= NIE number =

Tax identification number in Spain

The NIE is a tax identification number in Spain, known in Spanish as the NIE, or more formally the Número de identidad de extranjero ("Foreigner Identity Number"). The Spanish government have linked the NIE number to residence, where the NIE appears on the tarjeta de residencia (residence card), and to social security in Spain.

== Use ==
The number itself is made up of an initial letter followed by seven digits followed by a verification letter. The initial letter is an X before July 2008 and a Y afterwards. It is issued by the National Police of Spain. The NIE, which in accordance with Article 101 of the Rules for foreigners in Spain, was approved by Royal Decree 2393/2004 on December 30, 2004, is required for the purchase or sale of real estate, vehicle and boats, or in order to work or study. There are many other transactions that require the parties involved to possess an NIE Number. In some cases, alternate identification, e.g., passport number, may be used.

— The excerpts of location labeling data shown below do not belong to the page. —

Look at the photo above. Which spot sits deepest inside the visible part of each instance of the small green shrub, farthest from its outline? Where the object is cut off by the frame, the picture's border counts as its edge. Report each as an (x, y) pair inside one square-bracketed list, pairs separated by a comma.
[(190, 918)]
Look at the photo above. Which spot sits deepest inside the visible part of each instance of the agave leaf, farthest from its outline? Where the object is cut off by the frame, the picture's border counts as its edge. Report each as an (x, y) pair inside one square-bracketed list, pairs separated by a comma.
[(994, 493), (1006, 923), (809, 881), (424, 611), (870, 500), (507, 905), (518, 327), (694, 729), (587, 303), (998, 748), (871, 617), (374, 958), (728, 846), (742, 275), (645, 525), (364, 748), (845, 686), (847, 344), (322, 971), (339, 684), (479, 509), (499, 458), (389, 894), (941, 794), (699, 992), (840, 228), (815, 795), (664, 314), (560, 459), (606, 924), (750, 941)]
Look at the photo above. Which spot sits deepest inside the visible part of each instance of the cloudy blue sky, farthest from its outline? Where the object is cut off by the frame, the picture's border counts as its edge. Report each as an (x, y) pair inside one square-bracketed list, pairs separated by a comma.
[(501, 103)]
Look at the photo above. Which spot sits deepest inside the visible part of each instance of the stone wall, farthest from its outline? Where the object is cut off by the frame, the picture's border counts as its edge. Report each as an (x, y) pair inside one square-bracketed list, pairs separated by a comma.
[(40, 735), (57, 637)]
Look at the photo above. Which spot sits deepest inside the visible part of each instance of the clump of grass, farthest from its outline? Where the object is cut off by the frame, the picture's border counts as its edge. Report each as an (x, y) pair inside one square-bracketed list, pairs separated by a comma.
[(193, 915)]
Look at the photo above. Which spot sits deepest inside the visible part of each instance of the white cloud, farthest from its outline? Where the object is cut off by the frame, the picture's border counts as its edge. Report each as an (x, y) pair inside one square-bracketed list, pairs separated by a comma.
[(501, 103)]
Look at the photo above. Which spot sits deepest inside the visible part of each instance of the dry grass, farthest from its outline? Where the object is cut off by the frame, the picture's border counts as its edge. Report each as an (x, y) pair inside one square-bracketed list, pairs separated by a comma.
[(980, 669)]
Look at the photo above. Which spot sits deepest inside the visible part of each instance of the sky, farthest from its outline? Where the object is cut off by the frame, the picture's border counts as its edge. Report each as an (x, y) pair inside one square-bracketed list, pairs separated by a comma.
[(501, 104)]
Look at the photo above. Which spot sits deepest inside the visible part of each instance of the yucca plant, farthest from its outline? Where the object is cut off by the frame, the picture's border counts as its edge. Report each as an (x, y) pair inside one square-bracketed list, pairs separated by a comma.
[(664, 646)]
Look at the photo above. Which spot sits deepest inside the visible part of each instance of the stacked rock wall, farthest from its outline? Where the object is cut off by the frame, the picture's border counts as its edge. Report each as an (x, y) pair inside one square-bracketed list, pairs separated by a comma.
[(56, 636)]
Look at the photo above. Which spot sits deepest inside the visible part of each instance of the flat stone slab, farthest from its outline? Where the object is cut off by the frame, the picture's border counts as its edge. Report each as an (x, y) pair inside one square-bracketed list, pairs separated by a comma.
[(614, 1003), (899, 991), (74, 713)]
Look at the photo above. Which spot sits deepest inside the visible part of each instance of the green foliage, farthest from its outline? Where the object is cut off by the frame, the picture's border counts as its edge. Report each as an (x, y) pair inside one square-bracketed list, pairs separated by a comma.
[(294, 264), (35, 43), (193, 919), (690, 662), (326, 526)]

The NIE number itself is issued on a standard A4 page, with the recipients full name (as written on the passport used during the application process), their place of birth, their nationality, and the number itself, along with a stamp and signature provided by the National Police.

== Applying for NIE ==
An NIE can be applied for in three ways:
- Present the application in Spain personally, in which case proof of being legally in Spain and documents which justify the reasons for having the NIE.
- An accredited representative in Spain with the correct legal powers, either general or specific, can make the application on behalf of the ´person making the application, and requires documents which justify the reasons for having the NIE.
- Applications made in a Spanish diplomatic mission or consulate located in the country in which the person making the application is domiciled, requiring the documents which justify the reasons for having the NIE.

There are two main requirements to make the application:
- Completed and signed original (not a copy) application form EX-15.
- Passport and passport photos

The application form requires an address; this need not be permanent; e.g., a hotel may be used. The form also requests phone number and e-mail, but the physical address may be used for notification (so it is unwise to give an address from which you cannot retrieve mail). The form also asks for a reason for requesting the NIE.

In the case of presenting the application in Spain personally, some bigger localities (like Valencia) require an appointment to be booked online beforehand.

Foreigners with an NIE can use it to register with the municipal register of inhabitants.